Too Good to be Bad: On the Failure of LLMs to Role-Play Villains
Large Language Models (LLMs) are increasingly tasked with creative generation, including the simulation of fictional characters. However, their ability to portray non-prosocial, antagonistic personas remains largely unexamined. We hypothesize that the safety alignment of modern LLMs creates a fundamental conflict with the task of authentically role-playing morally ambiguous or villainous characters.

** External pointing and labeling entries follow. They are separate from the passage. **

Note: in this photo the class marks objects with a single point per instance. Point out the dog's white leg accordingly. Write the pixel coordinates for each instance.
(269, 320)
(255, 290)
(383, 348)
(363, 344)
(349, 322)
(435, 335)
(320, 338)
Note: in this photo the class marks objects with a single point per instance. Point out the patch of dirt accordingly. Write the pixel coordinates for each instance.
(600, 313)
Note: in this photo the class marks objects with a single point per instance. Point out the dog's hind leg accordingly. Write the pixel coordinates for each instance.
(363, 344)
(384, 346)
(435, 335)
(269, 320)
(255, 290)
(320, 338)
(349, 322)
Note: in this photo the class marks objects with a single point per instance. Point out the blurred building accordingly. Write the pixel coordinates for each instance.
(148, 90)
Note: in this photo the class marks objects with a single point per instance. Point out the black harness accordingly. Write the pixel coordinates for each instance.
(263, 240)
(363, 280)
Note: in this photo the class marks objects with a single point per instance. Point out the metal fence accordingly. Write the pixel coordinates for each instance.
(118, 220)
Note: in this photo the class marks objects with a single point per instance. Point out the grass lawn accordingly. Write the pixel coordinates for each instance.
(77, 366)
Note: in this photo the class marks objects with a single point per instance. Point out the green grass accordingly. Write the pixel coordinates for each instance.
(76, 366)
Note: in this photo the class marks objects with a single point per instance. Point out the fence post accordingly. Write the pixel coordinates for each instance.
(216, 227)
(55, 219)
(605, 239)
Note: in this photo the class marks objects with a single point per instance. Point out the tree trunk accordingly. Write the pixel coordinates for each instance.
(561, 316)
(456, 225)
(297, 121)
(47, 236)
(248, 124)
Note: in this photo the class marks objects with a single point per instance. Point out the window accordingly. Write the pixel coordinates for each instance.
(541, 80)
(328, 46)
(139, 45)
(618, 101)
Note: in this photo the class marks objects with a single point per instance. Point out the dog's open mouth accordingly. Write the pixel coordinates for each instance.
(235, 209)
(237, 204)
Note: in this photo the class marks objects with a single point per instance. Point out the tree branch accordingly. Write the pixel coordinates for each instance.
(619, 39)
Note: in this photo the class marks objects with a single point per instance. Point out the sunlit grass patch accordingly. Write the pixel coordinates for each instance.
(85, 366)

To investigate this, we introduce the Moral RolePlay benchmark, a new dataset featuring a four-level moral alignment scale and a balanced test set for rigorous evaluation. We task state-of-the-art LLMs with role-playing characters from moral paragons to pure villains. Our large-scale evaluation reveals a consistent, monotonic decline in role-playing fidelity as character morality decreases. We find that models struggle most with traits directly antithetical to safety principles, such as “Deceitful” and “Manipulative”, often substituting nuanced malevolence with superficial aggression. Furthermore, we demonstrate that general chatbot proficiency is a poor predictor of villain role-playing ability, with highly safetyaligned models performing particularly poorly. Our work provides the first systematic evidence of this critical limitation, highlighting a key tension between model safety and creative fidelity. Our benchmark and findings pave the way for developing more nuanced, context-aware alignment methods.
This paper investigates the capacity of LLMs to role-play antagonistic personas, a capability essential for generating rich, compelling narratives. We hypothesize that a fundamental tension exists between the prosocial objectives of safety alignment and the task of simulating characters who are selfish, manipulative, or malicious. This alignment may inadvertently suppress the very behaviors required for authentic antagonistic role-play, even in a clearly demarcated fictional context. To systematically test this hypothesis, we introduce the Moral RolePlay benchmark, a new dataset and evaluation framework designed to measure character portrayal fidelity across a spectrum of moral alignments. We define a four-level moral scale: Level 1 (Moral Paragons), Level 2 (Flawedbut- Good), Level 3 (Egoists), and Level 4 (Villains). To enable fair comparison, we constructed a balanced test set of 800 characters, with 200 from each moral level, controlling for the natural scarcity of villains in existing corpora. Using a zero-shot, actor-framed prompting strategy, we evaluate a wide range of state-of-the-art LLMs on their ability to maintain character fidelity.
Our findings provide the first large-scale empirical evidence that LLMs systematically struggle with antagonistic role-play. We observe a consistent, monotonic decline in performance as a character’s morality decreases, with average fidelity scores dropping from 3.21 for moral paragons to 2.62 for villains. The most significant performance degradation occurs at the boundary between flawed-butgood (Level 2) and egoistic (Level 3) characters, suggesting that the inability to simulate self-serving behavior is a primary obstacle. A fine-grained analysis reveals that models are most heavily penalized for failing to portray negative traits like “Manipulative”, “Deceitful”, and “Cruel”, which directly conflict with the principles of helpful and honest AI. Furthermore, we find that a model’s general conversational ability, as measured by leaderboards like the Arena, is a poor predictor of its villain role-playing skill. This is particularly evident for highly-aligned models, which show a disproportionate drop in performance when tasked with portraying villainy.